Imagine waking up from a lucid dream and being able to paint from memory everything you saw and experienced in the dream. The paintings of Edward Hopper to me look like fragments of a dream where everything is real, and where nothing is real. Remote buildings; mostly empty. Individuals; generally portrayed as lonely and isolated in equally isolated urban cityscapes. They kind of look like regular places but are like no town or city you can remember having visited.

Here's a little exercise I did recently using a bit of human/machine collaboration (AI to you): I 'asked' it to interpret buildings and places I know (some still with us, some long since demolished) and generate images (without providing photographs) in the style of a Hopper painting. The final images conjure up a world where, just like a lucid dream where you know you're dreaming and not actually living in this place and, despite every effort you make to, for instance, read a line of text from a book or a sign on a building, the words don't really make sense. As you can see from a couple of the images below, it's a similar principle.

I often have breakfast at the Warsaw Diner on a Saturday morning. This version of my favourite diner takes it into a whole new dimension. Am I in this version of the eaterie with these lost souls (nighthawks)? I could be. But why is it dark? And where is the friendly Polish lady that always greets me from behind the counter like a member of her family? Wait a minute, where's the bloody counter? I guess what I'm saying is, where's the friendly daytime vibe gone?

The football ground is interesting. I know Meadow Lane, where Notts County have been plying their trade since 1862, but this is not it. The lettering on the main stand is nearly right, but not quite (on one of the images anyway), and the advertising hoardings make no sense whatsoever. Again, the positioning of individuals on the pitch are all wrong. What are they doing, and why are the floodlights are in the wrong place? (One of them is in the back garden of a house that doesn't even exist); that would really bug me. And yet it's a ground I now want to go to. I belong there. Drop me in this painting and I may never come back.

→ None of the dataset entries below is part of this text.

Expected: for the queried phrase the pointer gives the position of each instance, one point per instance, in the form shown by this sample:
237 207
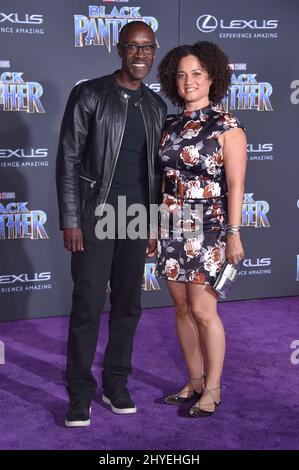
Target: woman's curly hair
212 58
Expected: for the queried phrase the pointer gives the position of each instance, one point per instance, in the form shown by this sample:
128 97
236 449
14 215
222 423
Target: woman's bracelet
232 229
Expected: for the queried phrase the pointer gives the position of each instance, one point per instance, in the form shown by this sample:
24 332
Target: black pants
121 261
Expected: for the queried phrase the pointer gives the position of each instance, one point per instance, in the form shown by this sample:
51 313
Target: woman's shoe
193 394
197 412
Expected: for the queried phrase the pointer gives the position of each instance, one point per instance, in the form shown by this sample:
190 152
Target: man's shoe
78 413
120 402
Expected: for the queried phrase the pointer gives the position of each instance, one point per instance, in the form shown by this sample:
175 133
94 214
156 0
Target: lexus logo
207 23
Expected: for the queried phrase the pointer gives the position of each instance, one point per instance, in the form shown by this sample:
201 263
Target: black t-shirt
130 175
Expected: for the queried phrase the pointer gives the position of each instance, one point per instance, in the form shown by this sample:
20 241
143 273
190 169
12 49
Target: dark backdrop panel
38 52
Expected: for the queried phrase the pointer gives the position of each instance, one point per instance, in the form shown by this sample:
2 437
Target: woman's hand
234 249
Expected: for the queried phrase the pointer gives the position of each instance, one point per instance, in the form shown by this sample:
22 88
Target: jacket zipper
117 155
92 182
148 157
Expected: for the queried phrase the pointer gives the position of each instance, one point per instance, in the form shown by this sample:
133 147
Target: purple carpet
260 402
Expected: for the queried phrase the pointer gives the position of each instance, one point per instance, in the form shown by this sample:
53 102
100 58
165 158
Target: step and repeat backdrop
47 47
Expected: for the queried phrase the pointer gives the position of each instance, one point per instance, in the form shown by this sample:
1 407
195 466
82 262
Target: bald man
108 149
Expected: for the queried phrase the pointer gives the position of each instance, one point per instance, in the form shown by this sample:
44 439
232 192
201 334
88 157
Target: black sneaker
78 413
120 402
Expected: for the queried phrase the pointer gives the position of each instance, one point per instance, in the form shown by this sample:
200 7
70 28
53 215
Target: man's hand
73 239
151 248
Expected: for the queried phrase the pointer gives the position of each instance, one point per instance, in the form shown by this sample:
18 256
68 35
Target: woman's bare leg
203 303
188 336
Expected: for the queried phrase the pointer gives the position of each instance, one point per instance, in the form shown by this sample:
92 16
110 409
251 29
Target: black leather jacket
90 140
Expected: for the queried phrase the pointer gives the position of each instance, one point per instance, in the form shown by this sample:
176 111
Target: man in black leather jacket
108 148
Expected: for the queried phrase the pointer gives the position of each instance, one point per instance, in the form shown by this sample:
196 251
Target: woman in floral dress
203 157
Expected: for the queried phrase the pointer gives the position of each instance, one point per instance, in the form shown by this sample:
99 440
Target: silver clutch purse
226 278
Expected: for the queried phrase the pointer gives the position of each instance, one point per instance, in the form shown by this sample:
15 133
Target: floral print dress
193 174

The ABC cinema on Long Row was an old haunt of mine before the wrecking ball paid it a visit in the 1990s. It was always a bit scuzzy, not a fleapit exactly, but it had seen better days. In this reimagined picture house, rebranded here as the ABOC(!), I immediately feel an affinity with both it and its surroundings. Again, beam me up here and, even though I can't for the life of me work out what they're showing (Siult Ack Tone?), I'd certainly sit in the doubles and give it a go.

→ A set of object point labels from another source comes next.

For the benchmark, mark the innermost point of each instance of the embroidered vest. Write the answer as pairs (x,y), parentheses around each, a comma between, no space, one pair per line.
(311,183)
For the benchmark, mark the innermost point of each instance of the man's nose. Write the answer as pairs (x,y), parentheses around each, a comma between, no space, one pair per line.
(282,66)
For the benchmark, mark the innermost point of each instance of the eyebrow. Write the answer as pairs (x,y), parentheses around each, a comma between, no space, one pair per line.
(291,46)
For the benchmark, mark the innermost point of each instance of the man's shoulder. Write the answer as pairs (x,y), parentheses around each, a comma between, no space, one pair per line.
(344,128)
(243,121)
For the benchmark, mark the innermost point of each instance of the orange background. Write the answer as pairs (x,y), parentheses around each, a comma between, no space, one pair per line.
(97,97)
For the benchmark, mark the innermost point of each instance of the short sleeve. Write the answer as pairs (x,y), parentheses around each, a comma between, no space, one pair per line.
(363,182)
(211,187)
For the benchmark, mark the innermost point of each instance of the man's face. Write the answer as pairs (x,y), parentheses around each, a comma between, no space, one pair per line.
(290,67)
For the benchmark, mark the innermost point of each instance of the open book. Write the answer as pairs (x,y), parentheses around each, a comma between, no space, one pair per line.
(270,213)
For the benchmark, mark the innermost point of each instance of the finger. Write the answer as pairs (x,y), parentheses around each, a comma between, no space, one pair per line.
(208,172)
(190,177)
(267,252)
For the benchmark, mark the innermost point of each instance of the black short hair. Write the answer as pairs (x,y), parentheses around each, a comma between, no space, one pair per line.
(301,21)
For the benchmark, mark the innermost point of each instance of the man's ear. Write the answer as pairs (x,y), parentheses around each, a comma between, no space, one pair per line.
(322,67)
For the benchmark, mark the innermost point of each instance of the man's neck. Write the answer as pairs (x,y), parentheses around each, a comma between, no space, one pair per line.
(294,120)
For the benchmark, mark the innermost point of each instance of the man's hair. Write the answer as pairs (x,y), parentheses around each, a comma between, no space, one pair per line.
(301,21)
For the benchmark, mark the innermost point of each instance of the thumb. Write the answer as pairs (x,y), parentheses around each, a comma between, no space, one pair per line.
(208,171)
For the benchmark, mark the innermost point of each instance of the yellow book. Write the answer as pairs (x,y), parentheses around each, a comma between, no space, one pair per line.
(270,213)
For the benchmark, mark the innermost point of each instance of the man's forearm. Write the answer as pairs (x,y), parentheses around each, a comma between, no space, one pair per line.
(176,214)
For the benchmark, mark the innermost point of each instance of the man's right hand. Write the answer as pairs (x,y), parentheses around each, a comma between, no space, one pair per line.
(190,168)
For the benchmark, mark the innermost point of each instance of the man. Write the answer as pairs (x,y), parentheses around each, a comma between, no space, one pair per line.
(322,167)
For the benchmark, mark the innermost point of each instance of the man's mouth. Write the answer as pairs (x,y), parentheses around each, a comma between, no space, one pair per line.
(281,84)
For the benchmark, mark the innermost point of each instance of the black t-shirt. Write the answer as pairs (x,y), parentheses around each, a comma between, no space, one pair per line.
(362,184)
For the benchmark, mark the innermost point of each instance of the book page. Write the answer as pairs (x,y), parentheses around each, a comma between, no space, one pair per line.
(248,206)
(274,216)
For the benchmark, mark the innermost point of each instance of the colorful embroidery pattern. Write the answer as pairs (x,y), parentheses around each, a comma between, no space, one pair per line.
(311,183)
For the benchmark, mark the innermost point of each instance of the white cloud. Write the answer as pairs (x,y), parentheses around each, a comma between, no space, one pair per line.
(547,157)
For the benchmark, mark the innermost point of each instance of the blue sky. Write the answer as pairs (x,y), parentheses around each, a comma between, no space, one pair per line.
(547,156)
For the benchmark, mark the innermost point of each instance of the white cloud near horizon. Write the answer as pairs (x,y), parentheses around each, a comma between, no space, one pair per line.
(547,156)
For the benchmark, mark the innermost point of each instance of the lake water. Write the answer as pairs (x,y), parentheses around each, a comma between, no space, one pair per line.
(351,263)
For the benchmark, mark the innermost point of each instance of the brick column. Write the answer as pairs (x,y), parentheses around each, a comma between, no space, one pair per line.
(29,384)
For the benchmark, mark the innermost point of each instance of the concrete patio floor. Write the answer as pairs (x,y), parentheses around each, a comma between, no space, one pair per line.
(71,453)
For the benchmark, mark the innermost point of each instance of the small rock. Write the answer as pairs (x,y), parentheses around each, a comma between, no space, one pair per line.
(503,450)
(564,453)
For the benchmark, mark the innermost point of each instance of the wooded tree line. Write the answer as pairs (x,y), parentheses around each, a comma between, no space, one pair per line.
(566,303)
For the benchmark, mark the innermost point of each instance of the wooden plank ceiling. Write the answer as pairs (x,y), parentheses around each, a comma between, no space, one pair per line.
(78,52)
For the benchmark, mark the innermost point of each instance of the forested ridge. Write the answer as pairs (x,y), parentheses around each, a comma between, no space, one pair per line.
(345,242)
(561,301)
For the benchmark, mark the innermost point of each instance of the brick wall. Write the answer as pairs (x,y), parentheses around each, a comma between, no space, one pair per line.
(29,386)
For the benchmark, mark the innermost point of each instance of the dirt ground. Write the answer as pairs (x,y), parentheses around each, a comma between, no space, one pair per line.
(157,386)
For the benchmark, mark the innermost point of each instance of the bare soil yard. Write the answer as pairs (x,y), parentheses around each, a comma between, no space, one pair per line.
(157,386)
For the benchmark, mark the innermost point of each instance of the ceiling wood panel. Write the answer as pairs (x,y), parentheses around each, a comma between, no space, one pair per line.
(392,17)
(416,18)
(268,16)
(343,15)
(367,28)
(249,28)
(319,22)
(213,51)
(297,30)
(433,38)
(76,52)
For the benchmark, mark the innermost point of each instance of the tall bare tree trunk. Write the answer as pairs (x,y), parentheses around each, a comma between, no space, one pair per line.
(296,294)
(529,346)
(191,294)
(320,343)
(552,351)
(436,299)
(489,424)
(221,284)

And finally, Nottingham's iconic Council House. It's famous lions that sit either side (including our beloved Left Lion) have seemingly strolled off somewhere. Oh, and Market Square has been totally airbrushed out of this particular dream; leaving this most imposing of buildings almost totally in shadow (textbook Hopper). And the red brick building on the corner - as most red brick buildings in Hopper's work - is a bit of a tease; what secrets lie behind its walls and windows? Or in this case, what (or who) lurks around the corner? 

I need to visit this parallel version of the place I call home. A whole new world awaits.